Participants in intervention villages were given a free salt substitute (about 75% sodium chloride and 25% potassium chloride) to use in place of regular salt and were advised to use it for all cooking, seasoning, and food preservation. To maximize their sodium reduction, they were also encouraged to use the salt replacement more sparingly than they had previously used salt. There was enough salt substitute to meet the needs of the entire household (about 20 g per person per day). Participants in the control villages carried on as usual.
The participants’ average age was 65.4 years, and 49.5 percent were female. 72.6 percent had a stroke history, and 88.4 percent had a hypertension history. During a 4.74-year average follow-up, over 3,000 people had a stroke, over 4,000 died, and over 5,000 had a major cardiovascular event. When compared to regular salt, salt substitute reduced the risk of stroke (29.14 versus 33.65 per 1,000 patient-years; rate ratio [RR] 0.86; 95 percent confidence interval [CI] 0.77-0.96; p=0.006).
In terms of secondary outcomes, salt substitute reduced major cardiovascular events (nonfatal stroke, nonfatal acute coronary syndrome, and vascular death) (49.09 versus 56.29 per 1,000 patient-years; RR 0.87; 95 percent CI 0.80-0.94; p0.001), as did total mortality (39.27 versus 44.61 per 1,000 patient-years; RR 0.88; 95 percent CI 0.82-0.95; p0.001).
In terms of safety, there was no increased risk of serious adverse events associated with clinical hyperkalemia when using salt substitute versus regular salt (3.35 versus 3.30 per 1,000 patient-years; RR 1.04; 95 percent CI 0.80-1.37; p=0.76). There were no other risks discovered.

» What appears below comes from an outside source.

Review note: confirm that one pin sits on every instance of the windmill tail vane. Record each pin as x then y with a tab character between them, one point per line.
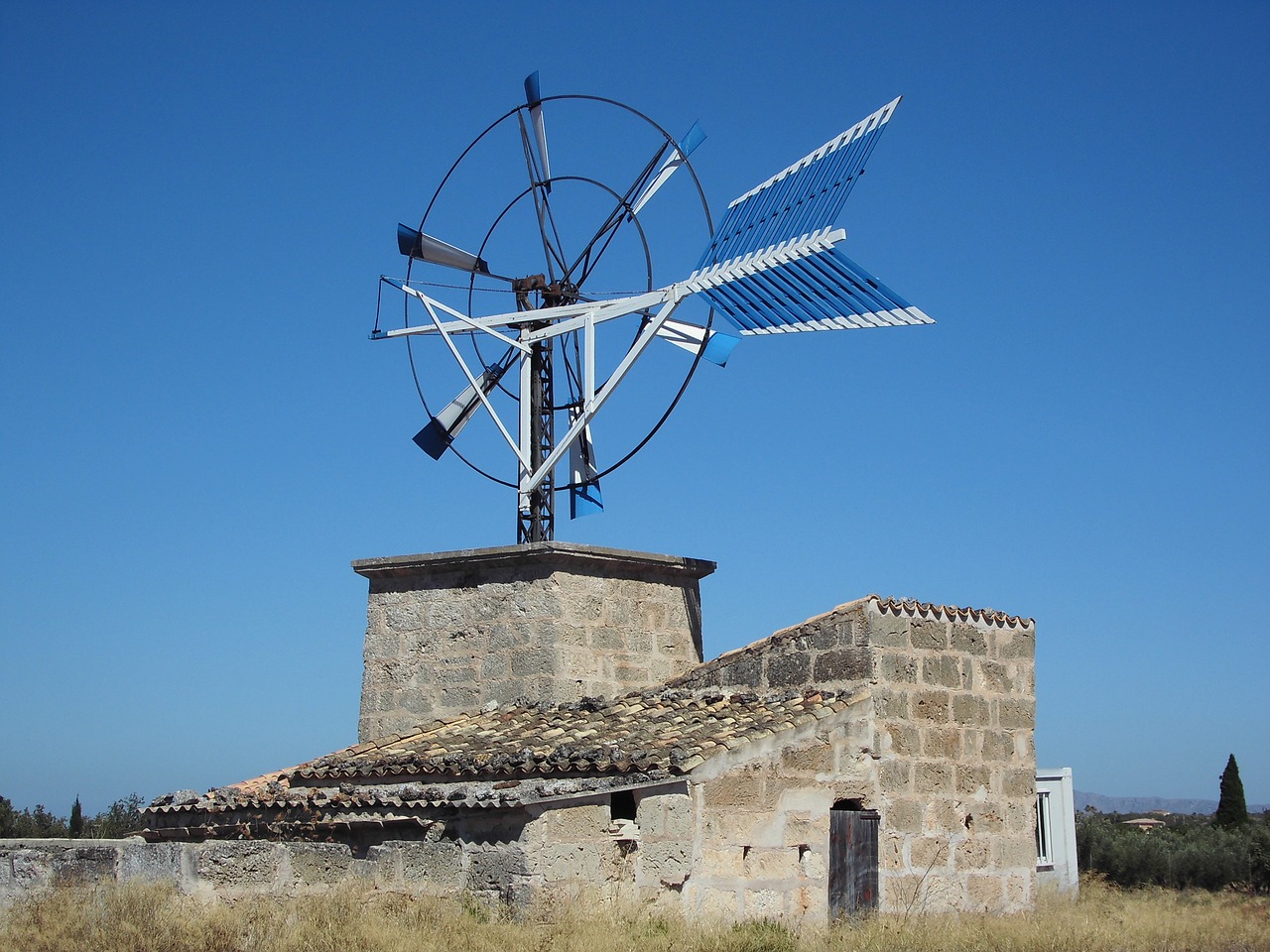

Professor Bruce Neal of the George Institute for Global Health in Sydney, Australia, the study’s principal investigator, stated: “This study provides clear evidence for a low-cost intervention that could be implemented quickly. A recent modeling study for China estimated that if salt substitutes were proven to be effective, 365,000 strokes and 461,000 premature deaths could be avoided each year in China. 8 We have now demonstrated that it is effective, and these are the only benefits for China. With even greater benefits, salt substitution could be used by billions of more people.”
He continued, saying, “The trial result is especially exciting because salt substitution is one of the few practical methods for changing people’s salt intake. Other salt-reduction interventions have struggled to achieve a large and sustained impact.”
“Most importantly, salt substitute is simple to make and inexpensive. In China, a kilo of regular salt lasts for months and costs about $1.08. “A kilo of salt substitute costs $1.62/kg,” he explained. “Large amounts of salt are typically added by lower-income and more disadvantaged populations during food preparation and cooking. This means that salt substitute has the potential to reduce health inequities related to cardiovascular disease.”